Serve Data from S3 using Hyax and s3fs

Step-by-Step Guide

  • Turn off s3fs cache when you mount
  • # ec-2user is 1000 on default AWS linux. $s3fs sdt-data -o allow_other -o uid=1000 -o mp_umask=022 -o multireq_max=5 /home/ec2-user/hyrax/build/share/hyrax/data/hdf4 # The following example mounts MRF bucket on GeoServer. $s3fs ceres-mrf -o allow_other -o uid=1000 -o gid=1000 -o mp_umask=022 -o multireq_max=5 /home/ec2-user/geoserver-2.15.2/data_dir/data/ceres-mrf -ouse_cache=/tmp # You can also specify path after bucket name. On CentOS, uid:gid=1001 is centos:centos. $s3fs sdt-data:/ceres/SYN1deg-1Hour/Terra-Aqua-MODIS_Edition4A/2017/01 -o allow_other -o uid=1001 -o gid=1001 -o mp_umask=022 -o multireq_max=5 /usr/share/hyrax/data/hdf4 # Use cache to boost performance. $s3fs sdt-data:/ceres/SYN1deg-1Hour/Terra-Aqua-MODIS_Edition4A/2017/01 -o allow_other -o uid=1001 -o gid=1001 -o mp_umask=022 -o multireq_max=5 /usr/share/hyrax/data/hdf4 -ouse_cache=/tmp
  • Turn off MDS in Hyrax
  • Give the right permission on HDF files
  • $chmod go+r /usr/share/hyrax/data/hdf4/*.hdf

Running make clean on ~/hyrax/build will free up some space. Use CentOS 7 and RPM installation to save more space. NcML on S3 works if permission is set right, which means that you can mount different buckets.


Performance Test

Test Setting
  • t2.micro 1CPU and 1G memory
  • t2.2xlarge 8CPU and 32G memory
  • Hyrax 1.15.4 / CentOS 7 x86_64
  • AWS region: us-east-1

  • The Effect of Loadbalancer and Autoscaling

    We put Hyrax under Loadbalancer with minimum 1 and maximum 5 instances. When 10 CERES granules (1/22/2017 ~ 1/31/2017) are processed simultaneously, only 2 (1/23,1/31) succeeded.
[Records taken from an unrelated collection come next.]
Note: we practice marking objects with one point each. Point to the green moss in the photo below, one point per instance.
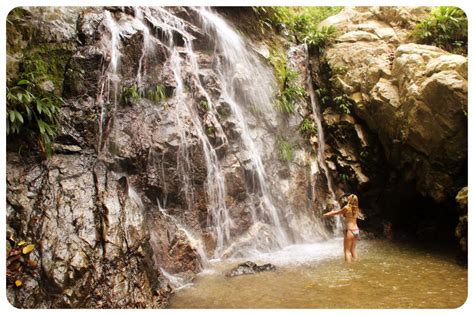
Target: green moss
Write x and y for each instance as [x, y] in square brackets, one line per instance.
[47, 62]
[301, 23]
[204, 105]
[130, 94]
[285, 151]
[289, 93]
[156, 94]
[308, 127]
[446, 27]
[32, 108]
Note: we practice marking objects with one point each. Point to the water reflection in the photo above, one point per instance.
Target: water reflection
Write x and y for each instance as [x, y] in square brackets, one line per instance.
[387, 276]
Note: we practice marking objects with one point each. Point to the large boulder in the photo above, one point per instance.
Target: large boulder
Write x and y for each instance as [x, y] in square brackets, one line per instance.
[414, 97]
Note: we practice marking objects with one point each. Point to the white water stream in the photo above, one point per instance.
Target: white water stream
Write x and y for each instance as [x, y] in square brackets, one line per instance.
[245, 82]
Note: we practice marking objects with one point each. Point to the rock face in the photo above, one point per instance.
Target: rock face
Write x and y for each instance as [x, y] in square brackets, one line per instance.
[413, 97]
[129, 202]
[249, 267]
[461, 228]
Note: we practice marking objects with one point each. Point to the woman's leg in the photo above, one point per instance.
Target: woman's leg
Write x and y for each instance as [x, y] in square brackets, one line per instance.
[353, 245]
[347, 245]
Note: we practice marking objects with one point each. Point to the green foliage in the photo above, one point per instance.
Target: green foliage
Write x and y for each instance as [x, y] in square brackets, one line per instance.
[299, 23]
[286, 99]
[323, 95]
[204, 105]
[308, 127]
[32, 108]
[285, 152]
[289, 93]
[130, 94]
[156, 94]
[318, 39]
[343, 103]
[20, 265]
[271, 17]
[210, 130]
[446, 27]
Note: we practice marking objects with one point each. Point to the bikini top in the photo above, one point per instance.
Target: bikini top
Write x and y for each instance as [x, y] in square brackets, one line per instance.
[349, 215]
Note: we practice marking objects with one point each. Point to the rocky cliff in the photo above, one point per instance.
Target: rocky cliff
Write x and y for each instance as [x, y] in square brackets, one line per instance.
[412, 98]
[169, 151]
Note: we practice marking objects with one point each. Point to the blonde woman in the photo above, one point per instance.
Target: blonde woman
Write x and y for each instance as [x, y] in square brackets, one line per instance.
[351, 213]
CMR to VRT generation succeeded only 1 (1/23). Some errors are Gateway error and it is due to the short default timeout value in AWS Loadbalancer, which is 60 seconds. If you increase it to 900 seconds to match Hyrax bes.conf, you will mostly see errors due to Hyrax server itself.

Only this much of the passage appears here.